15 October 2008

German students more conservative than their teaching staff?

When I entered the airport handling staff fist year training class for the first time, I felt like being part of a bad dream. They had arranged tables and chairs neatly aligned to the blackboard. What was that supposed to mean?

There can only be one explanation for this sort of strange behaviour. First, they don´t want to get in contact with each other, not wishing to look into each other´s faces. Second, they expect from the teacher to trickle bits of his precious information straight into the receptive ears of his students, and give orders of what to do next. Third, they are unwilling to communicate with each other.

This all is totally unfit for language teaching. Language teaching means communication, and not just reception. It also gives me an idea of how secondary schools in Germany seem to go about teaching.Universities are in no way different.

It is hard to react to this form of open refusal of self-directive learning. If I order them to sit in the form of a U, or in groups, they might refuse any sort of learning. If I leave it as it is, they might be able to influence my teaching style and methods in a way that I can´t support. I am not a supermarket of knowledge where students can shop around and take or leave whatever he wants.

Maybe I´ll just order them to work in pairs or groups and hope that they will dissolve their inflexibe seating scheme by themselves.

2 comments:

Beth Holmes said...

Hi, Emile!

Your recent experience is such a powerful example of how well we (the education community)have defined learning for our students. From the very early grades, we put students in rows, encourage them to raise hands to speak, and reward absolute compliance in task completion. We reward lower-level, passive learning! It is no wonder that students come into our classes and procede to arrange the furniture for teacher-directed learning! They think it is what we want and expect.
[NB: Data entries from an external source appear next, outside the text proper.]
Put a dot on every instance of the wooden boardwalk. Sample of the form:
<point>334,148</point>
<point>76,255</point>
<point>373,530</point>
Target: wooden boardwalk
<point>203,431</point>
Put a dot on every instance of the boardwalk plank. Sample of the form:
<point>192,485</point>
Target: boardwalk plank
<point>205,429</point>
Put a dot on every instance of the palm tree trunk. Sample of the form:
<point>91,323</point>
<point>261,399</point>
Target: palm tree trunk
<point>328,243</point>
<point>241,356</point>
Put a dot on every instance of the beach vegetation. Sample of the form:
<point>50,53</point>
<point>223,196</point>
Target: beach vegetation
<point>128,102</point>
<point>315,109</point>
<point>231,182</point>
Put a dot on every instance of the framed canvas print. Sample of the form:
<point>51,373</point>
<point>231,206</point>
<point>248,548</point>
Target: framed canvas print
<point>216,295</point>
Now, they have a teacher that truly values self-directed learning! They must be confused! You want them to THINK instead of recall and ACT instead of react! Perhaps first steps include designing teacher-directed lessons that requires students to work in groups of various sizes. Before too long, students will learn that you expect "group work." My experience is that most students give teachers what is expected. We, however, have to make our expectations very clear. Don't give up on these kids, Emile! You may be the best teacher that they've ever met! Take tiny steps in providing opportunities for self-direction. I'll bet (and hope!) that these students will surprise you! Please keep us posted. We don't want to leave you in a bad dream!

Emile Bronte said...

Yes, Beth, that has been my idea, too. I had some bad experience with the first year of training two yers ago. I started right away with a set of lessons about language learning with the topics memorising words, mind mapping, learning with the learning chart, debating etc., and the only reaction was "oh, not that again!" It shows me that in Secondary School they were forced into applying methods without practising or explaining them. Then, there is the family who have a traditional learning experience, and who want their kids to succeed in school. They don´t have the slightest idea of recent educational theories and practice, and so they pass on their traditional knowledge about learning, and the kids adopt it. The postulation is "No experiments, please!"

I have learned in nomerous courses I have held on learning methods, that for most adults, self-directed learning is a deliverance from the experience that learning must be hurtful to be effective. On the other hand, I once held a course for trainers of huntsmen who strictly refused to apply new methods because they thought they weren´t strict enough.

There is a serious handicap that teachers carry around with them, and that is their own training. We all have been taught to keep control in the classroom. It is the role which we have been conditioned to, at least in Germany. Changing this role from the hyperactive, omnipotent teacher to, as I like to put it, "master of ceremonies" unsettles most of us.

So, I will follow your advice and give the trainees a chance to adjust to my ideas and methods. Thank you, Beth,for confirming me in my efforts, it really feels good. And I will follow your blog closely.